No Hope without Jesus

Ringkasan Khotbah

Pengkhotbah: Pdt. Effendi Susanto STh.

Nats: Efesus 2:11-16

"No Hope without Christ," ini adalah kalimat yang Paulus ucapkan dengan jujur dan terbuka kepada jemaat di Efesus, "Ingatlah bahwa waktu itu kamu tanpa Kristus, tanpa pengharapan dan tanpa Allah" (Efesus 2:12). Pada waktu kita berada dalam dunia ini dilihat dari kasat mata yang kelihatan mungkin orang bisa lihat kita sukses, bahkan orang mungkin iri kepada hidup kita, akan apa yang kita dapat dan kita punya. Kita merasa sudah meraih apa yang kita inginkan dan kita rasa tidak perlu apa-apa. Tetapi pada waktu Paulus berkata sekalipun engkau punya segala sesuatu, sekalipun engkau mendapatkan segala yang terindah dan terbaik dalam dunia ini, tanpa Kristus hidupmu tidak ada pengharapan dan tanpa Allah dan itu adalah sebuah hidup yang sia-sia, kalimat itu seharusnya menjadi kalimat yang sungguh menggetarkan kita dan kalimat itu harus menjadi kalimat yang membuat kita sungguh menghargai anugerah dan belas kasihan Tuhan yang datang kepada kita. Kita yang dulu "jauh" karena kita tidak pernah mengenal Tuhan tetapi kita bisa mendengar Injil dan hari ini kita boleh "dekat," kita boleh menjadi milik Tuhan dan kita boleh menjadi umat yang percaya kepada Tuhan Yesus Kristus. Kita boleh tahu siapa Yesus Kristus, kita tahu Ia adalah Anak Allah, kita tahu Ia adalah Mesias, kita tahu Ia adalah Juruselamat yang begitu dibutuhkan oleh dunia ini. Pada waktu kita membaca dan merenungkan kitab Injil [Matius, Markus, Lukas, dan Yohanes] mengenai pribadi daripada Yesus Kristus, engkau dan saya makin mengagumi betapa agung dan betapa besarnya pribadi Yesus Kristus itu. Kita tidak boleh menjadikan Dia sebagai pribadi yang biasa-biasa dalam hidup kita. Bahkan Mahatma Gandhi sendiri menyatakan dia begitu kagum kepada pribadi dan ajaran Yesus Kristus, walaupun dia terhambat untuk menjadi orang percaya karena melihat hidup orang Kristen yang tidak menjadi teladan, tetapi dia sendiri mengakui ajaran daripada Yesus Kristus begitu agung dan begitu indah. Sampai hari ini kita akan terus melihat nama Yesus Kristus, Pribadi ini akan menggerakkan orang dari kota besar sampai kepada suku-suku di pedalaman, dari orang-orang penting sampai kepada orang-orang yang tidak pernah diperhatikan, dari orang yang kaya dan berada sampai kepada pemulung dan orang yang kita anggap bukan menjadi benefit secara sosial dan sampah masyarakat tetapi karena nama Yesus Kristus mereka bisa datang kepada Tuhan dan menjadi umat Tuhan.

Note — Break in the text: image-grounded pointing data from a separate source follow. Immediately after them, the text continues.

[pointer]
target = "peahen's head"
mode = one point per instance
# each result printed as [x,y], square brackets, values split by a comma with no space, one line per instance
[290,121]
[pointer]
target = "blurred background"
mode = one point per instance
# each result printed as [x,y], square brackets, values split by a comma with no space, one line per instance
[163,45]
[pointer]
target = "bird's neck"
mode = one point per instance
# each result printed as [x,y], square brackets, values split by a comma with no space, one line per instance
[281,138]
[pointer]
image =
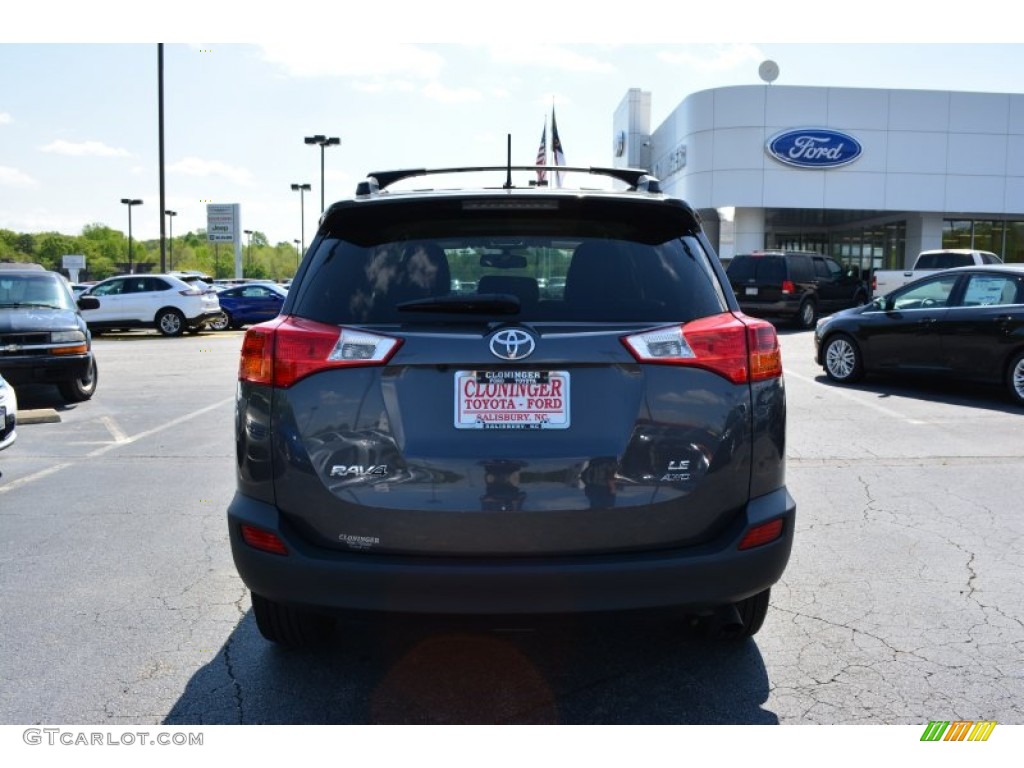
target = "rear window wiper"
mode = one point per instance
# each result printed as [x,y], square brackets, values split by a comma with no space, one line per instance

Dalam Efesus 1 Paulus bicara mengenai bagaimana Allah merencanakan keselamatan itu di dalam kekekalan yang digenapkan oleh satu Pribadi yang datang dengan humble di dalam dunia. Dialah Yesus Kristus, yang lahir sebagai anak tukang kayu tetapi Dia adalah Mesias, Anak Allah yang satu kali kelak sekalipun hari ini kita belum lihat Dia menjadi sentralitas bukan saja di dalam alam semesta yang Ia ciptakan. Dalam Efesus 1:10 dikatakan, Kristus adalah Kepala segala sesuatu, baik yang di sorga maupun yang di bumi. Dan sekarang di bagian ini kita melihat bagaimana Allah akan mempersatukan itu mulai dari Gereja-Nya, mulai pada waktu kita hadir dan datang dari segala suku bangsa yang waktu itu sangat tidak mungkin untuk bersatu, antara orang Yahudi dan orang Yunani, itu adalah perseteruan yang luar biasa masing-masing di tengah arogansi merasa diri mereka lebih baik daripada yang lain tetapi hanya di dalam gereja, di dalam rumah Tuhan perbedaan itu dipersatukan. Karena Kristus satu kali akan mempersatukan semua itu.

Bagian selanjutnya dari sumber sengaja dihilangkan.